I've been trying to get some information on the mysteries of external functions and although I've seen quite a number of threads about this, I am still a little confused.
I've written the following routine.
Code: Select all
#define ISALPHA(c) ((c>='a'&&c<='z')||(c>='A'&&c<='Z'))
#define ISDIGIT(c) (c>='0'&&c<='9')
#define ISSPACE(c) (c==' '||c==9||c==10||c==11||c==13)
#define ISPUNCTUATION(c) (!((c>='a'&&c<='z')||(c>='A'&&c<='Z'))&&!(c>='0'&&c<='9')&&!(c==' '||c==9||c==10||c==11||c==13))
char* titleCase(char* s) {
const int size = 4000;
// allocate memory
char *buf = (char *)malloc(size);
assert(*buf != NULL);
// set some variables
char *ch = buf;
int endOfWord = 1; // set when ch is not alpha
int inWord = 0; // set when ch is not the first letter of a word
// copy input string to buffer
// and begin checking each character
strcpy(buf,s);
while (*ch) {
if (endOfWord) {
if (ISALPHA(*ch)) {
// found an alpha after end of word.
// must be a start of new word
inWord = 1;
endOfWord = 0;
*ch = toupper(*ch);
}
} else {
if (inWord) {
if (ISALPHA(*ch)) {
// if previous 2 characters were 'Mc' then
// this should be uppercase
// otherwise lowercase
if ((ch - buf) > 2) {
if (*(ch-2)=='M'&&*(ch-1)=='c') {
*ch = toupper(*ch);
} else {
*ch = tolower(*ch);
}
} else {
*ch = tolower(*ch);
}
} else {
// found a non-alpha
// must be the end of a word
inWord = 0;
endOfWord = 1;
}
}
}
// increment pointers
*ch++;
}
// NB no need to free because DataStage will do that for you (I hope)
return buf;
}
Code: Select all
int _tmain(int argc, _TCHAR* argv[])
{
char name[] = "mike o'brien, mcfee, mcdonald, this is a title, MR, MRS, MISS, mR, mRs, mIss";
printf("%s\n",name);
char *tCase = titleCase(name);
printf("%s\n",tCase);
free(tCase);
return 0;
}
Code: Select all
mike o'brien, mcfee, mcdonald, this is a title, MR, MRS, MISS, mR, mRs, mIss
Mike O'Brien, McFee, McDonald, This Is A Title, Mr, Mrs, Miss, Mr, Mrs, Miss
Press any key to continue . . .
Although I've read on this forum that DataStage will take care of freeing memory, the generated code does not show any evidence of this (as shown below).

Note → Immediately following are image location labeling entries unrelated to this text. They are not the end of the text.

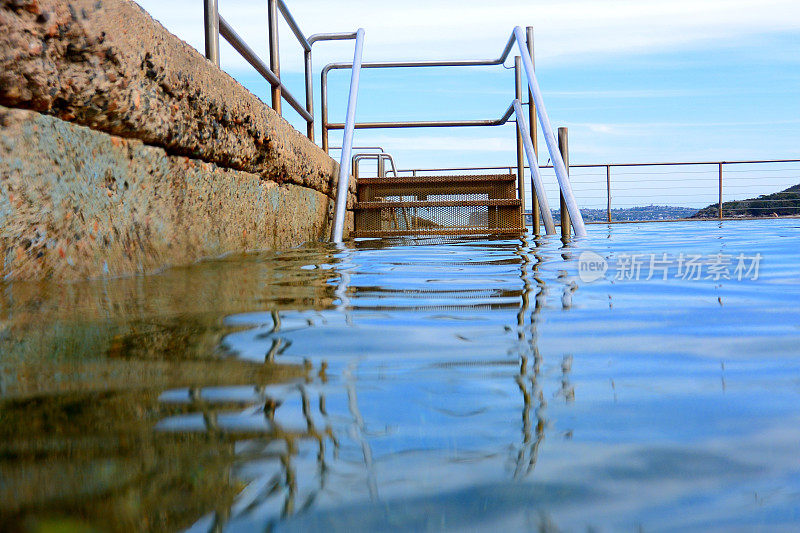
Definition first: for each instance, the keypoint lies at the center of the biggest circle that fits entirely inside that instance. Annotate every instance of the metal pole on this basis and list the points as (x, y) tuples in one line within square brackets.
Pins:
[(309, 96), (274, 52), (323, 96), (720, 191), (563, 148), (211, 21), (342, 188), (608, 191), (520, 148), (547, 217), (549, 136), (534, 135)]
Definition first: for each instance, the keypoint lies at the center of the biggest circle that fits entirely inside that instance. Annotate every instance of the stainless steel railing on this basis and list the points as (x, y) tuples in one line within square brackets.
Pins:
[(525, 139), (215, 26), (343, 186)]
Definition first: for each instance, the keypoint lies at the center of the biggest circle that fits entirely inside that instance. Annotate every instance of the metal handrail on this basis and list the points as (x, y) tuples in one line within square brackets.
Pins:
[(538, 186), (527, 62), (251, 57), (215, 26), (612, 165), (343, 186)]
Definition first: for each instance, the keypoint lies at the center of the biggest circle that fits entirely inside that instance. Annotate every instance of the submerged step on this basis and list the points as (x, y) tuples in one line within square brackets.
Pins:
[(492, 186)]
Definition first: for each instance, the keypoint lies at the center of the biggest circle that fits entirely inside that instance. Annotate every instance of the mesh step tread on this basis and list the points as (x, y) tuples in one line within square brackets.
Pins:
[(420, 180), (438, 231), (514, 202)]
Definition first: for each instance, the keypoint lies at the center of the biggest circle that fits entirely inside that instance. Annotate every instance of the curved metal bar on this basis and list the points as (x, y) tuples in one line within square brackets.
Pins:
[(343, 187), (429, 124), (293, 26), (379, 148), (240, 46), (331, 37), (358, 157), (538, 186), (555, 155)]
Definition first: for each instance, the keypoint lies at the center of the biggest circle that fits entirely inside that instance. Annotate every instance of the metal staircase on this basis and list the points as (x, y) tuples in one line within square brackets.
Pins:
[(438, 205)]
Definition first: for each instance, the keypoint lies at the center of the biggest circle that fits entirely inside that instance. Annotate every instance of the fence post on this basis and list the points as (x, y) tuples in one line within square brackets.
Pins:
[(274, 52), (563, 147), (720, 191), (211, 25), (532, 121), (608, 192), (520, 148)]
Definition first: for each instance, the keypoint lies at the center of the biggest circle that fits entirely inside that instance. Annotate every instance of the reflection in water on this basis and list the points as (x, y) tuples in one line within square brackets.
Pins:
[(422, 385)]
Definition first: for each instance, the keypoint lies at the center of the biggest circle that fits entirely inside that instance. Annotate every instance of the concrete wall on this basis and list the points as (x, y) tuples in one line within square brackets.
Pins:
[(123, 150)]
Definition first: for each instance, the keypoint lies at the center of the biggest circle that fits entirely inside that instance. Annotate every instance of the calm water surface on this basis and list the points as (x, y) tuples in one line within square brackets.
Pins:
[(467, 385)]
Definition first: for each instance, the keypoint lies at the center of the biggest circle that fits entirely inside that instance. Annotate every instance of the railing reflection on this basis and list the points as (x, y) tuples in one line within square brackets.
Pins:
[(278, 428)]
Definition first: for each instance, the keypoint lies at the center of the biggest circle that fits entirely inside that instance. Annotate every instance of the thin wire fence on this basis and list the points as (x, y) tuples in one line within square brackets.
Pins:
[(669, 191)]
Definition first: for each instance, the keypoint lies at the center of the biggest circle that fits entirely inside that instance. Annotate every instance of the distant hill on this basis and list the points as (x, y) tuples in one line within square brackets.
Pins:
[(786, 202), (647, 212)]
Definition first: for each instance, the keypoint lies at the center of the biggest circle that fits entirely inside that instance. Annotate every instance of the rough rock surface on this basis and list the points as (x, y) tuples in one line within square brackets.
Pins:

Has anyone got any definitive statements from IBM about this?
Code: Select all
//
// Generated file to implement the V0S1_Try_ExternalRoutine_Transformer_1 transform operator.
//
// define external functions used
extern int32 hasDigit(string inString);
extern string titleCase(string inString);
// define our input/output link names
inputname 0 DSLink9;
outputname 0 hasDigit;
outputname 1 clean;
initialize {
// define our row rejected variable
int8 RowRejected0;
// define our null set variable
int8 NullSetVar0;
// define and initialise each link row count variable required
uint64 RowCount0_1;
RowCount0_1 = 0;
// Stage variable declaration and initialisation
string StageVar0_svDigitFlag;
StageVar0_svDigitFlag = "";
}
mainloop {
// initialise our row rejected variable
RowRejected0 = 1;
// declare our intermediate variables for this section
int64 InterVar0_0;
string InterVar0_1;
// evaluate the stage variables first
StageVar0_svDigitFlag = hasDigit(DSLink9.nme_sur);
// evaluate constraint and columns for link: hasDigit
InterVar0_0 = StageVar0_svDigitFlag;
if (InterVar0_0)
{
InterVar0_1 = titleCase(DSLink9.emp_tle);
hasDigit.emp_tle = InterVar0_1;
InterVar0_1 = titleCase(DSLink9.nme_sur);
hasDigit.nme_sur = InterVar0_1;
writerecord 0;
RowRejected0 = 0;
}
// evaluate constraint and columns for link: clean
InterVar0_0 = RowRejected0;
if (InterVar0_0)
{
clean.emp_tle_1 = DSLink9.emp_tle;
InterVar0_1 = titleCase(DSLink9.emp_tle);
clean.emp_tle = InterVar0_1;
clean.nme_sur_1 = DSLink9.nme_sur;
InterVar0_1 = titleCase(DSLink9.nme_sur);
clean.nme_sur = InterVar0_1;
writerecord 1;
RowRejected0 = 0;
RowCount0_1 = RowCount0_1 + 1;
}
}
finish {
// Log warnings for any reject links
string LogMsg0;
string LogLink0;
if (RowCount0_1 > 0) {
LogMsg0 = RowCount0_1;
LogLink0 = " rows written to reject link: ";
LogMsg0 = LogMsg0 + LogLink0;
LogLink0 = "clean";
LogMsg0 = LogMsg0 + LogLink0;
print_message(LogMsg0);
}
}
When I use the function in a DataStage Transform stage, I get no compile errors but the output is unchanged as shown below.
Code: Select all
Original Modified
Ms Ms
Ms Ms
MRS MRS
Mrs Mrs
Mrs Mrs
Ms Ms